Bardsley's work is significant in its disruption of traditional understandings of theatre; her hybrid practice first developed in collaboration with designer Aldona Cunningham in the 1990s through their innovative work on Hamlet at the Young Vic, which in turn led to a five-year long creation process combining theatre, performance and photography, resulting in the work 12/Stages/3 (a Memory Theatre) as part of the British Festival of Visual Theatre in 1999.

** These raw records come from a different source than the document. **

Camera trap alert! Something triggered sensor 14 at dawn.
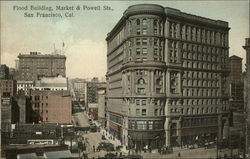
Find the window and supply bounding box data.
[136,48,140,55]
[142,100,146,105]
[137,121,147,130]
[136,109,140,115]
[142,48,148,55]
[142,19,147,25]
[137,28,140,35]
[142,109,147,115]
[142,38,147,45]
[154,28,157,35]
[136,19,140,25]
[137,88,145,94]
[137,78,145,84]
[142,28,147,35]
[156,88,161,93]
[136,100,140,105]
[153,19,157,26]
[136,39,140,45]
[154,109,158,116]
[148,121,153,129]
[156,78,162,85]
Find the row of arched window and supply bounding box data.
[171,106,220,116]
[169,22,228,47]
[169,98,222,106]
[136,18,163,27]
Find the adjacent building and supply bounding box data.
[17,52,66,81]
[33,75,68,91]
[243,38,250,155]
[29,90,72,124]
[0,64,9,79]
[229,55,243,83]
[17,76,68,95]
[17,81,35,95]
[98,86,107,127]
[1,96,12,145]
[106,4,230,150]
[1,96,12,132]
[229,55,244,112]
[13,94,33,123]
[0,80,17,97]
[71,78,86,102]
[84,79,106,108]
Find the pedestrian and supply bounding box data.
[93,145,95,152]
[178,152,181,158]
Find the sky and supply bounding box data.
[0,1,249,79]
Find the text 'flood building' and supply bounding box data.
[106,4,230,150]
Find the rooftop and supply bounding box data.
[229,55,243,60]
[18,52,66,58]
[107,4,229,41]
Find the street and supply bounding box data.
[72,111,241,159]
[72,111,121,158]
[72,112,90,127]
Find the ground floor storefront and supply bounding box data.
[107,113,230,150]
[128,131,165,151]
[165,114,229,148]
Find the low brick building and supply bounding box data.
[29,90,72,124]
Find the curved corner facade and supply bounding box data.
[106,4,230,150]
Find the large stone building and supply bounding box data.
[29,90,72,124]
[106,4,230,150]
[243,38,250,155]
[17,52,66,81]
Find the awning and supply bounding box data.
[17,153,38,159]
[129,117,164,121]
[129,132,163,140]
[44,150,73,159]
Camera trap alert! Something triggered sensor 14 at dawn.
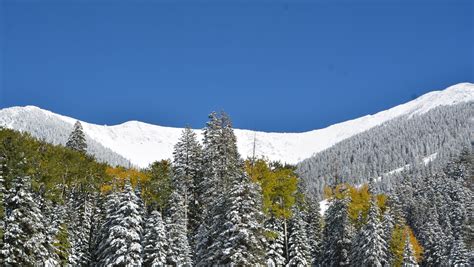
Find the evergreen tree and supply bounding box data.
[264,217,286,267]
[68,192,94,265]
[53,223,71,266]
[96,180,143,266]
[166,190,192,266]
[351,197,388,266]
[143,210,167,267]
[66,121,87,153]
[0,155,6,252]
[305,195,323,266]
[419,208,448,266]
[286,206,310,266]
[194,112,242,265]
[321,188,354,267]
[90,191,107,265]
[212,173,266,265]
[172,127,202,250]
[402,235,418,267]
[448,233,469,267]
[382,207,396,265]
[1,176,58,265]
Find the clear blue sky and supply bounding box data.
[1,0,472,132]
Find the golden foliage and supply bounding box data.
[245,159,298,219]
[104,166,150,190]
[324,183,387,226]
[390,224,423,266]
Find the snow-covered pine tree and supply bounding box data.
[90,191,108,265]
[66,121,87,153]
[212,172,266,265]
[321,187,354,267]
[196,112,241,214]
[351,197,388,267]
[143,210,167,266]
[448,232,469,267]
[172,127,203,240]
[402,235,418,267]
[382,207,396,264]
[305,195,323,266]
[1,175,58,265]
[194,221,211,265]
[96,179,144,266]
[419,208,448,266]
[0,155,5,251]
[194,113,224,265]
[134,183,147,226]
[53,222,71,266]
[264,217,286,267]
[40,197,68,264]
[194,112,242,265]
[166,190,192,266]
[286,206,310,266]
[67,191,94,265]
[92,190,116,264]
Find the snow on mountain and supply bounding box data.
[0,83,472,168]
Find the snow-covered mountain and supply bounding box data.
[0,83,473,167]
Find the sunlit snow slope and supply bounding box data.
[0,83,472,167]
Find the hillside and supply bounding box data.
[298,102,473,199]
[0,83,472,167]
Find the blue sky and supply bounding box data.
[1,0,472,132]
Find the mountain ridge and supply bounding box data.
[0,82,472,167]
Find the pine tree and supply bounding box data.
[305,195,323,266]
[351,197,388,266]
[448,233,469,267]
[402,235,418,267]
[264,217,286,267]
[419,208,448,266]
[143,210,167,266]
[1,176,58,265]
[90,191,108,265]
[212,173,266,265]
[0,155,6,253]
[96,179,144,266]
[66,121,87,153]
[172,127,202,249]
[40,198,67,264]
[68,191,94,265]
[286,206,310,266]
[53,222,71,266]
[382,207,396,265]
[321,188,354,267]
[166,190,192,266]
[93,191,119,265]
[194,112,242,265]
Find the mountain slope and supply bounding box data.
[0,83,472,167]
[297,102,473,199]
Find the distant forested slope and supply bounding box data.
[0,108,131,167]
[297,102,473,199]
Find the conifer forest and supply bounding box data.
[0,108,472,267]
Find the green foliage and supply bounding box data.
[390,224,423,267]
[0,128,108,203]
[324,182,423,265]
[325,183,387,226]
[53,223,71,266]
[0,128,173,241]
[245,158,298,219]
[143,160,173,211]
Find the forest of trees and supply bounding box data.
[0,110,472,266]
[298,102,473,199]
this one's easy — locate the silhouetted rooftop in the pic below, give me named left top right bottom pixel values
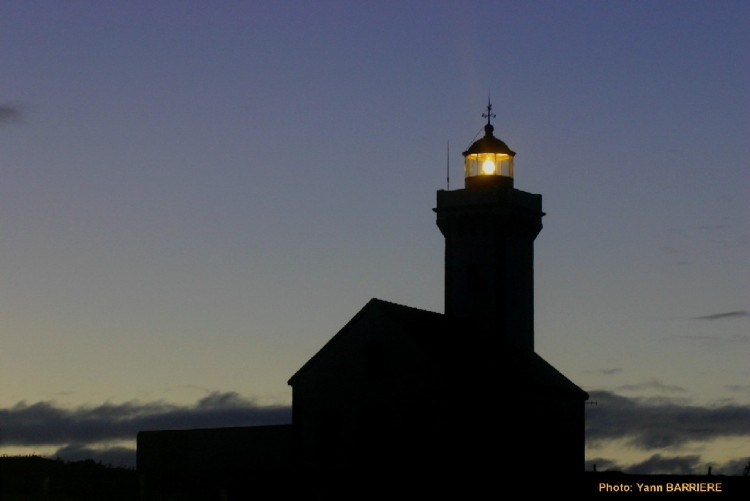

From the late 1990s onwards her film and video works have been selected for film festivals internationally, collected and represented in collections such as Lux Artists Films and the University of the Arts British Artists' Film and Video Study Collection. She has also created video art work for theatre productions including An Ocean of Rain, at the Almeida Theatre, London, 2008, and Suenos composed by Simon Holt, premiered at Queen Elizabeth Hall, London in 2007.

== Selected works ==

=== The Divine Trilogy (2003–2009) ===
Presented in London, Glasgow, Portugal, Spain, Slovenia, Croatia, Belgium, and Italy. The three parts of which are:
- Trans Acts used religious imagery, combining video, installation and performance, premiered at The National Review of Live Art (2006), and went on to show at Shunt, London (2007)
- Almost the Same (feral rehearsals for violent acts of culture) a performance in three sections titled Nigredo, Rubedo and Albedo
- Aftermaths: A Tear in the Meat of Vision (2009) Commissioned by the SPILL International Festival of Performance uses the character of a cowboy evangelist to evoke apocalyptic and catastrophic visions of a world in chaos.

=== Improvements on Nature: a Double Act (2009) ===
Produced for Chelsea Theatre, Sacred Festival, Improvements on Nature: a Double Act explored themes of science using imagery of amputations. 'It's the science of Charles Darwin incubated by the traumatised imagination of Mary Shelley.'

=== meta_Family (2010–11) ===
A modular ensemble piece, the meta_Family, presented in Teresina & Rio, Brazil & Outside AiR - QMUL, London. In 2012 editions of the project were presented at Trouble#8 Festival, Brussels & City of Women Festival, Ljubljana.

=== Medea: dark matter events (2012–) ===
A performance project inspired by the Medea myth; drawing on themes of sexuality, eroticism and electricity.